Terkait pembahasan RUU KUHAP, DPR pada awalnya menyatakan, bahwa akan melanjutkan pembahasan tentang setelah masa reses Lebaran 2025.
Namun, keputusan itu berubah, Habiburokhman selaku politikus Partai Gerindra mengumumkan pembahasan RUU KUHAP akan dilakukan pada masa sidang berikutnya.
Alasan sementara yakni, masa sidang kali ini hanya 25 hari aktif. Adapun pembahasan RUU idealnya membutuhkan durasi paling lama hingga dua bulan.
Penjelasan tersebut mendapat respons dari lembaga pegiat hukum, yakni Yayasan Institute for Criminal Justice Reform (ICJR).
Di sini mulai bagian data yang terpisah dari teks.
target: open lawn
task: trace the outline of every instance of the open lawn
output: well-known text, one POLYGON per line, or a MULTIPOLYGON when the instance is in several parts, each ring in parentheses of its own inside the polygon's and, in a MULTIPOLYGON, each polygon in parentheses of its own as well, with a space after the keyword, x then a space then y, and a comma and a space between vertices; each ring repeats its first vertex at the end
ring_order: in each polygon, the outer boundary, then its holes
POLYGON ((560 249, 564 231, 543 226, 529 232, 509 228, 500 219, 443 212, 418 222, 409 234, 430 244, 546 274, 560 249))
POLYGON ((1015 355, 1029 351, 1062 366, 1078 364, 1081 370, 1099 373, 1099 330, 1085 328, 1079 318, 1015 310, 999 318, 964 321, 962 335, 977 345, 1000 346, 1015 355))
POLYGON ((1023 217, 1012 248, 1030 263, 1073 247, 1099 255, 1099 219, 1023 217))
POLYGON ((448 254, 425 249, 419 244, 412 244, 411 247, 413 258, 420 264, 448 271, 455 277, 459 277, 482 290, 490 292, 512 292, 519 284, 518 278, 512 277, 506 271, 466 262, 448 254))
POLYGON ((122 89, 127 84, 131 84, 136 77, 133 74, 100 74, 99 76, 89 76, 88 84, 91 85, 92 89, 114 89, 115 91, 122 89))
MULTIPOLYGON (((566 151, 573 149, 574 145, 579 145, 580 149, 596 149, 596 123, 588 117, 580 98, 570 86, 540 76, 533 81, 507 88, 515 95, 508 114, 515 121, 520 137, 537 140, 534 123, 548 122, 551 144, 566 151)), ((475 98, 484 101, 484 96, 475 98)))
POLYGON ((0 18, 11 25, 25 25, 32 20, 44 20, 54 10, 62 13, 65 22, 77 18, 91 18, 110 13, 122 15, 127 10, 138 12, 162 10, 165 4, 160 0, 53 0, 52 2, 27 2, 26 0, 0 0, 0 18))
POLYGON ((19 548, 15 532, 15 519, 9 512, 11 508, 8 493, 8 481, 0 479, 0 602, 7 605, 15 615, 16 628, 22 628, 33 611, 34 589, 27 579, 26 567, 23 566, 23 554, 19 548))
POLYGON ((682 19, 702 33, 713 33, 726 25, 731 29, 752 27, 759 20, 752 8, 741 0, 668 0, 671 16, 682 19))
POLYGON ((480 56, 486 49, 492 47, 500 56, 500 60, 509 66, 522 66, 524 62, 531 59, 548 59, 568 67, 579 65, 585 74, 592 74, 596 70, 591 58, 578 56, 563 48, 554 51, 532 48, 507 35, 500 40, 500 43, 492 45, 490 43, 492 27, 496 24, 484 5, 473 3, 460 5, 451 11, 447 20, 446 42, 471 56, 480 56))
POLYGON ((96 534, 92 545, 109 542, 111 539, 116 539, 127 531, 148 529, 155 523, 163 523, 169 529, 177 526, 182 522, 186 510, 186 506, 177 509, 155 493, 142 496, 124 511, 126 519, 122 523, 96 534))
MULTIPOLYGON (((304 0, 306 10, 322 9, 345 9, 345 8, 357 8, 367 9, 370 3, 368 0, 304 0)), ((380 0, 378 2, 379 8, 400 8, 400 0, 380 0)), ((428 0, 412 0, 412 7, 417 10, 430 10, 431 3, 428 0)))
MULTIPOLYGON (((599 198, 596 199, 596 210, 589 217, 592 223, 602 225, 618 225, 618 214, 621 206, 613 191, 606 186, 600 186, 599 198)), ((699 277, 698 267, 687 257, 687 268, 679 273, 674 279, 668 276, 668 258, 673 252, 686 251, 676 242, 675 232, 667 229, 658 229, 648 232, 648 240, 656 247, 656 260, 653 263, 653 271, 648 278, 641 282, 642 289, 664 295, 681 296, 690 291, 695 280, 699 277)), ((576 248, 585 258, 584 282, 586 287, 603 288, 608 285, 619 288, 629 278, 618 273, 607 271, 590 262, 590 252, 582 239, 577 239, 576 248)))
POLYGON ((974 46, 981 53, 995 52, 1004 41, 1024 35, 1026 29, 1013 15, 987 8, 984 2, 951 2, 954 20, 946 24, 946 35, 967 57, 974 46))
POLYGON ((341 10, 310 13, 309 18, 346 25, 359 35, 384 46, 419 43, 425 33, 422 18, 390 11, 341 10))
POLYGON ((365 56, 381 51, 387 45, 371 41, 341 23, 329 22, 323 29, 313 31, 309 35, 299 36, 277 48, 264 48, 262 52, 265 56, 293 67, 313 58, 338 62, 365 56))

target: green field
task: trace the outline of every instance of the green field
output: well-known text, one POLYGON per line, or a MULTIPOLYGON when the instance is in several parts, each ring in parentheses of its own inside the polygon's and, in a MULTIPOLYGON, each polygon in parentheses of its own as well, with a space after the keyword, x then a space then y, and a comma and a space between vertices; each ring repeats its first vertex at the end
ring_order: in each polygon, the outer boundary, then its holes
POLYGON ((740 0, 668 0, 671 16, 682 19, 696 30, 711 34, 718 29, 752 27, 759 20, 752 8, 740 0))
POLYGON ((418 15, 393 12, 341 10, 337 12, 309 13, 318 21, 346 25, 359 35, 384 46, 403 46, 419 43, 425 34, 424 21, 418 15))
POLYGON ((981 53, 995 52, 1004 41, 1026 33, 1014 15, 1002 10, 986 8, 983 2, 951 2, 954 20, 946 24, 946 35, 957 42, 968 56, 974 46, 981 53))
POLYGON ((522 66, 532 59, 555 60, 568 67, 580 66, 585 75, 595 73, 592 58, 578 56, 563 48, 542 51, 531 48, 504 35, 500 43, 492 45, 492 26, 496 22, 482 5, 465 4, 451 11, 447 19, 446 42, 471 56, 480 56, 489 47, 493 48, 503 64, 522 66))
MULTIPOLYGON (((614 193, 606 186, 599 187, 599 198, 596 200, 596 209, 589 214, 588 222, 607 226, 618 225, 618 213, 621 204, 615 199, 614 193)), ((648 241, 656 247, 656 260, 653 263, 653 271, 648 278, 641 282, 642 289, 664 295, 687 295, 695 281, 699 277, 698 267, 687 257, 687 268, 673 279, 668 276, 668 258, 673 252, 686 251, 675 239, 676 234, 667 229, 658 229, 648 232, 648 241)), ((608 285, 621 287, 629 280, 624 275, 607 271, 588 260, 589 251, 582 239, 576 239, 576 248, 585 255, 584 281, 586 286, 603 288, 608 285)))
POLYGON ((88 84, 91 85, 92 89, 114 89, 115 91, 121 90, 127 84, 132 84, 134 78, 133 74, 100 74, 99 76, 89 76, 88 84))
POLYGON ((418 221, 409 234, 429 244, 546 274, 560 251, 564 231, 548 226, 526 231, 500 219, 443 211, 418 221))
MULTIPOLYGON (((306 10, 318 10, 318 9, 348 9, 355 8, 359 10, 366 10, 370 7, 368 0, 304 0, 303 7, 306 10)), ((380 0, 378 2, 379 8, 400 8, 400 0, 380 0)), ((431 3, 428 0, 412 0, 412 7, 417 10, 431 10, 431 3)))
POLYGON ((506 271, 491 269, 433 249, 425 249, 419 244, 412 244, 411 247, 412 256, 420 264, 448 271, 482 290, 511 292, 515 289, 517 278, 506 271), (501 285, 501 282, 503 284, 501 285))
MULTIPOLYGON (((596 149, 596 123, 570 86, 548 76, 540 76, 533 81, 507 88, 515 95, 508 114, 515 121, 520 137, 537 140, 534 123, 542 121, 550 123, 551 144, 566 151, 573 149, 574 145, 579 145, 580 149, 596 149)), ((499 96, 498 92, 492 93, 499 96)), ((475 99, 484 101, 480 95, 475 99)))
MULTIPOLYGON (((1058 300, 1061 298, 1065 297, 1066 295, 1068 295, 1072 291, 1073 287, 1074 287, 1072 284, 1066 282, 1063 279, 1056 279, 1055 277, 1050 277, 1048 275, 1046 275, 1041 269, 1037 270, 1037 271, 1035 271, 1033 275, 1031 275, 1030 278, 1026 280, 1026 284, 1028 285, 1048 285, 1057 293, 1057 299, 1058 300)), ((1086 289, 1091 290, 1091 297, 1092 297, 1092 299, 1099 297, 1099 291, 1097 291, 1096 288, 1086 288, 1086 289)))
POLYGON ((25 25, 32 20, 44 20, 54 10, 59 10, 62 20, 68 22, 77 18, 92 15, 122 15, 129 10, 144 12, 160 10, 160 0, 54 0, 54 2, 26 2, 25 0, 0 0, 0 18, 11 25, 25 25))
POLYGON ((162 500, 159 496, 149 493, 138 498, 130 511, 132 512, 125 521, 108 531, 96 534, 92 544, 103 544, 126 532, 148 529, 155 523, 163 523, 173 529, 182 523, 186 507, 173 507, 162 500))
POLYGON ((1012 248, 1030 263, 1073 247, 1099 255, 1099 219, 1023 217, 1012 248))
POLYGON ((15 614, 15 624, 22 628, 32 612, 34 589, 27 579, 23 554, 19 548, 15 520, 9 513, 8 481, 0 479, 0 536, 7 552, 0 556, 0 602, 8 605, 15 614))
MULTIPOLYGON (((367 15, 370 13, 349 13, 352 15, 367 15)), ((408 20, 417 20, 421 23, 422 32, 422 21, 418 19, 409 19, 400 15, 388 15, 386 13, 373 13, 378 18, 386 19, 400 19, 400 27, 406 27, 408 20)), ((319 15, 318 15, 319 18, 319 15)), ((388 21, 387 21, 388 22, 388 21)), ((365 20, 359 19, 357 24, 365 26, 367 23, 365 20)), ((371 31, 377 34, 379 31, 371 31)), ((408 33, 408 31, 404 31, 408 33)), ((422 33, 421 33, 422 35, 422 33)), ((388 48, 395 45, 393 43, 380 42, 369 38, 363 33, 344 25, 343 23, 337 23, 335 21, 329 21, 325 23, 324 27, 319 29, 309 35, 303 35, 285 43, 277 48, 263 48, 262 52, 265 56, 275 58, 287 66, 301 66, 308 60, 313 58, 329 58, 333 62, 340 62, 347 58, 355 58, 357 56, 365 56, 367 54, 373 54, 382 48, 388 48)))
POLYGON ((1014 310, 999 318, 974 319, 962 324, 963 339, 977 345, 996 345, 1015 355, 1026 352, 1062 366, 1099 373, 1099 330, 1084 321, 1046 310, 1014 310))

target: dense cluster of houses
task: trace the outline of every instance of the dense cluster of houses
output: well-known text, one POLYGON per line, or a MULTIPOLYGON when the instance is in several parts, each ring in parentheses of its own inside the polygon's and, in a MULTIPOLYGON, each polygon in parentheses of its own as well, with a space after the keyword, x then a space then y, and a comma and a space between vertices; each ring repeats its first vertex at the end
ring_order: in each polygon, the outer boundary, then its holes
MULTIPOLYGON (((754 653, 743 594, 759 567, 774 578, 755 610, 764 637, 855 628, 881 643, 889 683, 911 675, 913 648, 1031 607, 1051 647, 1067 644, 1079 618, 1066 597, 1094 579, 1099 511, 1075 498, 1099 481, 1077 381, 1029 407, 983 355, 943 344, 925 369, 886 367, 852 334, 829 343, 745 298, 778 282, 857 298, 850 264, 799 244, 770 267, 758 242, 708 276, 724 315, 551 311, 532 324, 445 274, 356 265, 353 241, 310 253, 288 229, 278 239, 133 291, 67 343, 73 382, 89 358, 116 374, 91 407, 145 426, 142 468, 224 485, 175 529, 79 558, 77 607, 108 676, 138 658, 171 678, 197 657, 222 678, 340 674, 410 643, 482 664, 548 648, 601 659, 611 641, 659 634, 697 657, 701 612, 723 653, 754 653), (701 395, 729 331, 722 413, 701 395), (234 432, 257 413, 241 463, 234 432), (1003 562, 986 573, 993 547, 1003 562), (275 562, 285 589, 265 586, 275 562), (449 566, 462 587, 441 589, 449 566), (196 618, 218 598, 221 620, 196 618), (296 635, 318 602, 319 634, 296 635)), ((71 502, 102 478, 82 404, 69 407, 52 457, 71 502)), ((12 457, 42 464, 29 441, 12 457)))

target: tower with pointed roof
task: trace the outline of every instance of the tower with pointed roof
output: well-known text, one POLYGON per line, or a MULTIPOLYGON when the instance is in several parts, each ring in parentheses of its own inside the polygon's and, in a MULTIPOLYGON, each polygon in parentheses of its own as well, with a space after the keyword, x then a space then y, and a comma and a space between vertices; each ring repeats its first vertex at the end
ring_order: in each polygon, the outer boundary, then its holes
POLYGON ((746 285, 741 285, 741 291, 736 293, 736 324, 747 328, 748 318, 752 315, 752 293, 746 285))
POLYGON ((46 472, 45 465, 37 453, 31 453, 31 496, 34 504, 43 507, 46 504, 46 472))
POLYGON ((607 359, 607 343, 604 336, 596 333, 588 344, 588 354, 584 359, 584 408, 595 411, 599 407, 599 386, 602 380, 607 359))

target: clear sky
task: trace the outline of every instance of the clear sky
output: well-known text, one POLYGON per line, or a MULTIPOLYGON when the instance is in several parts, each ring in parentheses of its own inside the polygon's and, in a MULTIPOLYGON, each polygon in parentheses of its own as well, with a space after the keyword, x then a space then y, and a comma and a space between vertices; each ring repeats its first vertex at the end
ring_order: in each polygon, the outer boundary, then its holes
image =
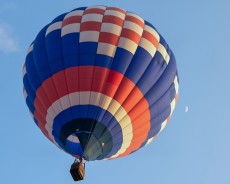
POLYGON ((128 157, 88 163, 81 183, 229 184, 229 0, 0 0, 0 183, 74 183, 74 159, 49 142, 28 113, 21 71, 45 24, 91 5, 124 8, 157 28, 175 53, 180 96, 152 144, 128 157))

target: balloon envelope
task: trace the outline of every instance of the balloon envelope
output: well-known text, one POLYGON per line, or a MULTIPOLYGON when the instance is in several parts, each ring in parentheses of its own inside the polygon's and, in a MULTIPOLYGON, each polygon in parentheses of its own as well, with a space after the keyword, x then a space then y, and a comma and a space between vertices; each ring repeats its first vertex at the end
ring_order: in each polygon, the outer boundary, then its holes
POLYGON ((120 8, 64 13, 30 45, 24 96, 43 134, 86 160, 114 159, 150 143, 178 97, 175 57, 157 30, 120 8))

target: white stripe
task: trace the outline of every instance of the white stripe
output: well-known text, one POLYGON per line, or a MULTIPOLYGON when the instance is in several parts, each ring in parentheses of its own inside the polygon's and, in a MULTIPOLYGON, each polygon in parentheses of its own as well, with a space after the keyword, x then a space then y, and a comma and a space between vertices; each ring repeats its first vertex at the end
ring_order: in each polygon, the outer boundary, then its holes
POLYGON ((24 87, 23 87, 23 95, 24 95, 24 98, 25 98, 25 100, 26 100, 28 94, 27 94, 26 89, 25 89, 24 87))
POLYGON ((55 23, 51 24, 51 25, 48 27, 48 29, 46 30, 46 36, 47 36, 49 33, 51 33, 52 31, 61 29, 61 26, 62 26, 62 21, 55 22, 55 23))
POLYGON ((134 54, 137 50, 137 44, 133 42, 132 40, 124 37, 120 37, 118 47, 121 47, 132 54, 134 54))
POLYGON ((144 30, 149 32, 150 34, 152 34, 157 39, 157 41, 159 42, 160 35, 156 32, 155 29, 153 29, 152 27, 150 27, 148 25, 145 25, 144 30))
POLYGON ((34 48, 34 44, 30 45, 28 50, 27 50, 27 55, 33 51, 33 48, 34 48))
POLYGON ((80 33, 80 42, 98 42, 98 31, 83 31, 80 33))
POLYGON ((147 39, 141 38, 139 46, 145 49, 152 57, 155 55, 157 49, 156 47, 147 39))
POLYGON ((115 17, 119 17, 122 20, 125 19, 125 14, 116 10, 106 10, 104 15, 111 15, 115 17))
MULTIPOLYGON (((79 99, 79 96, 84 96, 84 98, 87 98, 88 100, 80 100, 80 101, 76 100, 75 101, 76 103, 71 102, 71 105, 63 106, 63 109, 59 109, 60 112, 68 109, 71 106, 89 105, 89 104, 99 106, 99 107, 103 108, 104 110, 107 110, 108 112, 110 112, 114 116, 114 118, 118 121, 118 123, 120 124, 121 130, 122 130, 122 136, 123 136, 123 144, 122 144, 120 150, 118 151, 118 153, 114 155, 114 157, 116 157, 119 154, 122 154, 123 151, 125 151, 129 147, 129 145, 131 144, 131 141, 133 138, 133 134, 132 134, 133 128, 132 128, 132 123, 130 123, 131 119, 128 115, 126 115, 125 118, 123 118, 121 121, 119 121, 120 118, 116 115, 115 109, 120 109, 120 113, 122 113, 123 115, 127 114, 127 112, 121 106, 121 104, 119 104, 118 101, 112 99, 111 97, 108 97, 108 96, 101 94, 101 93, 92 92, 92 91, 91 92, 90 91, 75 92, 75 93, 71 93, 69 95, 63 96, 62 98, 60 98, 59 100, 54 102, 52 104, 52 106, 50 106, 48 108, 48 112, 50 112, 50 109, 52 109, 54 106, 56 106, 55 104, 59 103, 59 101, 67 100, 69 98, 79 99), (100 96, 100 103, 98 103, 99 102, 99 96, 100 96), (115 109, 112 109, 112 108, 107 109, 110 103, 113 104, 113 107, 116 107, 116 108, 115 109), (127 134, 129 134, 129 135, 127 135, 127 134)), ((60 112, 58 112, 57 115, 60 112)), ((50 136, 52 136, 52 131, 53 131, 50 129, 50 127, 53 127, 53 121, 54 121, 56 116, 54 116, 53 118, 50 118, 47 115, 47 117, 46 117, 46 126, 45 127, 46 127, 46 130, 48 131, 50 136)))
POLYGON ((26 65, 23 66, 22 68, 22 78, 26 75, 26 65))
POLYGON ((127 16, 127 15, 132 16, 132 17, 135 17, 135 18, 139 19, 141 22, 144 23, 144 19, 142 19, 140 16, 138 16, 138 15, 136 15, 136 14, 134 14, 134 13, 128 12, 128 13, 126 14, 126 16, 127 16))
POLYGON ((168 64, 170 60, 170 56, 168 55, 165 47, 161 43, 159 43, 157 50, 161 53, 165 62, 168 64))
POLYGON ((108 43, 99 43, 97 47, 97 54, 114 57, 116 48, 117 46, 108 43))
POLYGON ((102 19, 103 19, 103 15, 101 14, 96 14, 96 13, 86 14, 82 16, 81 23, 83 22, 102 22, 102 19))
POLYGON ((138 24, 131 22, 131 21, 125 21, 123 28, 130 29, 131 31, 136 32, 140 36, 143 33, 143 28, 139 26, 138 24))
POLYGON ((112 33, 117 36, 121 34, 122 27, 112 23, 102 23, 101 32, 112 33))
MULTIPOLYGON (((168 118, 166 118, 166 120, 164 120, 162 123, 161 123, 161 129, 160 129, 160 131, 159 131, 159 133, 162 131, 162 130, 164 130, 164 128, 166 127, 166 125, 167 125, 167 123, 168 123, 168 118)), ((158 134, 159 134, 158 133, 158 134)))
POLYGON ((80 32, 80 23, 68 24, 62 27, 61 36, 65 36, 70 33, 79 33, 80 32))
POLYGON ((82 16, 84 13, 84 10, 75 10, 72 12, 69 12, 64 19, 70 18, 70 17, 74 17, 74 16, 82 16))
POLYGON ((105 6, 91 6, 91 7, 86 8, 86 10, 89 10, 89 9, 94 9, 94 8, 97 8, 97 9, 102 9, 102 10, 105 10, 105 9, 106 9, 106 7, 105 7, 105 6))
POLYGON ((176 90, 176 94, 177 94, 179 91, 179 83, 178 83, 177 76, 175 76, 175 79, 174 79, 174 86, 175 86, 175 90, 176 90))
ICJR kemudian menanggapi beberapa sisi, salah satunya soal klaim Komisi III DPR bahwa pembentukan RUU KUHAP paling partisipatif.
Pelaksana Tugas Direktur Eksekutif ICJR, Maidina Rahmawati mengatakan belum bisa menilai apakah pembentukan RUU KUHAP sudah cukup melibatkan partisipasi masyarakat atau tidak.
“Kami belum bisa menyimpulkan partisipatif atau tidak, karena dibenturkan oleh pernyataan Habiburokhman bahwa pembahasan ini masih tahap awal,” ujar Maidina, dikutip Senin, (21/4/2025)
Maidina kemudian mengatakan, Koalisi Masyarakat Sipil memang sempat diundang oleh Badan Keahlian DPR pada Januari 2025. Namun, Koalisi Masyarakat Sipil ICJR bagian dari koalisi tidak mendapatkan informasi lanjutan.